Randolph students, professor research Rivermont history

The community surrounding Randolph College is rich in history, and two students and a professor spent the summer documenting the stories of the people who have lived, worked, attended school, and worshipped in that neighborhood

The Rivermont Avenue area, built at the same time as Randolph-Macon Woman’s College, was designated as an official historic district in 2002, but a comprehensive history of the district has never been written, said Gerry Sherayko, a history professor and current president of the Friends of Rivermont Historical Society.

In 2010, he worked with Nick Marshall ’11 and Kathleen Conti ’11 to start researching the Rivermont area’s history and take photographs of buildings along the avenue. This summer, he continued the work with Jane Campbell ’12 and Callie Jones ’13 for the Summer Research Program.

Their goal was to go deeper than a timeline and discover personal stories that reveal culture, Sherayko said. “It is not just the history of this street,” he said. “This is going to be an ongoing, interesting story about life in the south.”

Each building along Rivermont Avenue has a story. The history that Gerry Sherayko and his students are compiling will tell many of those stories.
Campbell and Jones spent the eight weeks of the Summer Research Program conducting interviews and perusing records. They interviewed several Rivermont Avenue residents, landowners, and former residents, and transcribed the interviews recorded last summer. The group also delved into land ownership and assessment records and used city directories to discover the occupations of those who lived in the area.

An unexpected interview arranged by Don Giles, a member of the Randolph College Board of Trustees, introduced them to Vincent Scully, a famous Yale architecture professor, who spends part of the year living in Lynchburg. They talked with Scully about the street’s architecture and how it reflects cultural history. Jones said that was helpful since she has an interest in architectural history.
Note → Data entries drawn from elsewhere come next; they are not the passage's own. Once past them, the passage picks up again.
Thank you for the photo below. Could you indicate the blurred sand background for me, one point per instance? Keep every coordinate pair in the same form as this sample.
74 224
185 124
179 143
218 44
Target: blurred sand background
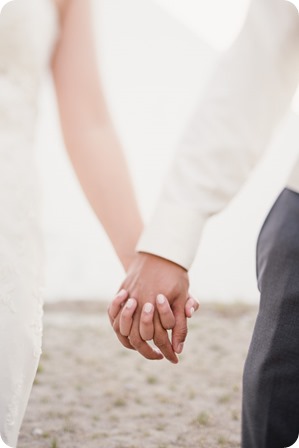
155 58
91 392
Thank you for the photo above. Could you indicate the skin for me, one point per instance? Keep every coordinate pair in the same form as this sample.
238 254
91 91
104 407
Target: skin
138 313
99 163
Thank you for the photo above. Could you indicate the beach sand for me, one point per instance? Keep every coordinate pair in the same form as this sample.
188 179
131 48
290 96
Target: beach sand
91 392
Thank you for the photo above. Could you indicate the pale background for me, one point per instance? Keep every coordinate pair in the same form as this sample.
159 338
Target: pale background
155 56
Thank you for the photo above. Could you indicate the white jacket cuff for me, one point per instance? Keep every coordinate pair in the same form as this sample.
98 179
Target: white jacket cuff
173 233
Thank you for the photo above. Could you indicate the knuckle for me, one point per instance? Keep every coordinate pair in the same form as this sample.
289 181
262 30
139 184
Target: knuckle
160 341
136 342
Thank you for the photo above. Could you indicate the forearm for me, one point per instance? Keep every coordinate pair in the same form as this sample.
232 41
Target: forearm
246 98
101 168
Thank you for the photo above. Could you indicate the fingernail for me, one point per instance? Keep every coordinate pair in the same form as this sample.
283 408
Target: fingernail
148 307
130 303
180 348
160 299
121 293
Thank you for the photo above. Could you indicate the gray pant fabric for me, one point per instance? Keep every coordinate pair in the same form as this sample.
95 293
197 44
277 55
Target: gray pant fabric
270 415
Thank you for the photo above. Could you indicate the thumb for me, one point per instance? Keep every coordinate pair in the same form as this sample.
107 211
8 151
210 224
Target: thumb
180 330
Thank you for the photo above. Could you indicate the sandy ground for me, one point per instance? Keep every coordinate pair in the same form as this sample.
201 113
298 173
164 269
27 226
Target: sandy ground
91 392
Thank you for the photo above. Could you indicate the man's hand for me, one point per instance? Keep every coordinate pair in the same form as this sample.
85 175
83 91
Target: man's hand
151 281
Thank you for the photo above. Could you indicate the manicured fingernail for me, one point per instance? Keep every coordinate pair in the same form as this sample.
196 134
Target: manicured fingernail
130 303
180 348
148 307
160 299
158 351
121 293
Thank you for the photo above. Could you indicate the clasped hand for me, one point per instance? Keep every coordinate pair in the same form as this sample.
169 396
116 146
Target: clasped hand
153 299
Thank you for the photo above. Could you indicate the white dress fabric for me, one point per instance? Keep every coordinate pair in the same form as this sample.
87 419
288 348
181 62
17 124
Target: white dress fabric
28 30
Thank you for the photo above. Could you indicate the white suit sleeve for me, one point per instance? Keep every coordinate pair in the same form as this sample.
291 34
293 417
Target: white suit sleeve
246 98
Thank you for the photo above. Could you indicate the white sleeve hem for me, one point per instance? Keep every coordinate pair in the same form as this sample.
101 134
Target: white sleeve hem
173 233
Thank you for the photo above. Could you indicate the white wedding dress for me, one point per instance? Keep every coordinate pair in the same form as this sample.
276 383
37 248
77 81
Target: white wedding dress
28 31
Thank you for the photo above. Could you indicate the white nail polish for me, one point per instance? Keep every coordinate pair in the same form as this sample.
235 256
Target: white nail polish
122 293
160 299
148 307
130 303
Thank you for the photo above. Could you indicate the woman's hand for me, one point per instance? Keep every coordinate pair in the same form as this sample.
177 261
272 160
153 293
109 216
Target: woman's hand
153 321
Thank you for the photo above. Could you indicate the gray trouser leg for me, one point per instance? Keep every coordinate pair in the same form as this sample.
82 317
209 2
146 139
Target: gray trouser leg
271 375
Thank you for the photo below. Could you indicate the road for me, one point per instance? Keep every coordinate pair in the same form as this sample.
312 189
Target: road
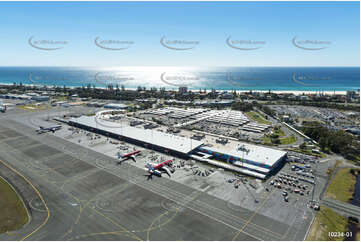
75 193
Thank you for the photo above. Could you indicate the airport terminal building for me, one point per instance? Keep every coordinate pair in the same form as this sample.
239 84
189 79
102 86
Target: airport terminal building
254 160
148 138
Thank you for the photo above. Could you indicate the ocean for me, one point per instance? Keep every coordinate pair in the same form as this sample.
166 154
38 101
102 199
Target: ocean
220 78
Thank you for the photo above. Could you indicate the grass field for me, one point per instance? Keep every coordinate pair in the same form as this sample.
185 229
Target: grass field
326 221
343 185
257 117
13 214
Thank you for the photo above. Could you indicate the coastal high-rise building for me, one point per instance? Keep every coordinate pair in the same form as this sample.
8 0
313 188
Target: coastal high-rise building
183 89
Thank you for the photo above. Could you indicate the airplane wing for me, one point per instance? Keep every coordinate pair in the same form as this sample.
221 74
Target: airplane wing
166 170
133 158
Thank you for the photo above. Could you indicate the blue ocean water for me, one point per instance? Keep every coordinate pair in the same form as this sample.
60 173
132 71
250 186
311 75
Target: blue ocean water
222 78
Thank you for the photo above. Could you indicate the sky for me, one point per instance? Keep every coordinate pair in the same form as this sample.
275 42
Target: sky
202 34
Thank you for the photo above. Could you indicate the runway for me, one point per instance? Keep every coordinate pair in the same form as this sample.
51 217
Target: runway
88 197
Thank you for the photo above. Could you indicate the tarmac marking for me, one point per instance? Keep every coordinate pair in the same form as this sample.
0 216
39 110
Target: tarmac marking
98 233
254 214
161 215
124 186
115 223
40 196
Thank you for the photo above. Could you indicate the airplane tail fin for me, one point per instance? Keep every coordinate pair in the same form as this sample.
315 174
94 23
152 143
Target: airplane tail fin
133 158
119 155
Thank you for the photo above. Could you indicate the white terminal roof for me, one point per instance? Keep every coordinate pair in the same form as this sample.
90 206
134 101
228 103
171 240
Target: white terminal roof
168 141
259 154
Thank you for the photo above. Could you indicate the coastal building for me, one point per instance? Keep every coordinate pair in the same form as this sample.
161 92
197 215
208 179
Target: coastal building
116 106
149 138
183 90
40 98
252 159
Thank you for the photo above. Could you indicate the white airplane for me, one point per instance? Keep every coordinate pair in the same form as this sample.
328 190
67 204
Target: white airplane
48 129
123 157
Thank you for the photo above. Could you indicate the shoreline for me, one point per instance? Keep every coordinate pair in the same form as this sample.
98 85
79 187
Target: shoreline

Rivermont Avenue is rich in history and remains a major thoroughfare in Lynchburg.
The research conducted by Campbell and Jones will be paired with historic and new photographs of each building along Rivermont Avenue. The Design Group, a graphic design firm located on Rivermont Avenue, is working with Sherayko to create a website to host the information.

The history will be updated as time passes, Sherayko said.

“This will be something that’s very useful for people who live here,” he said.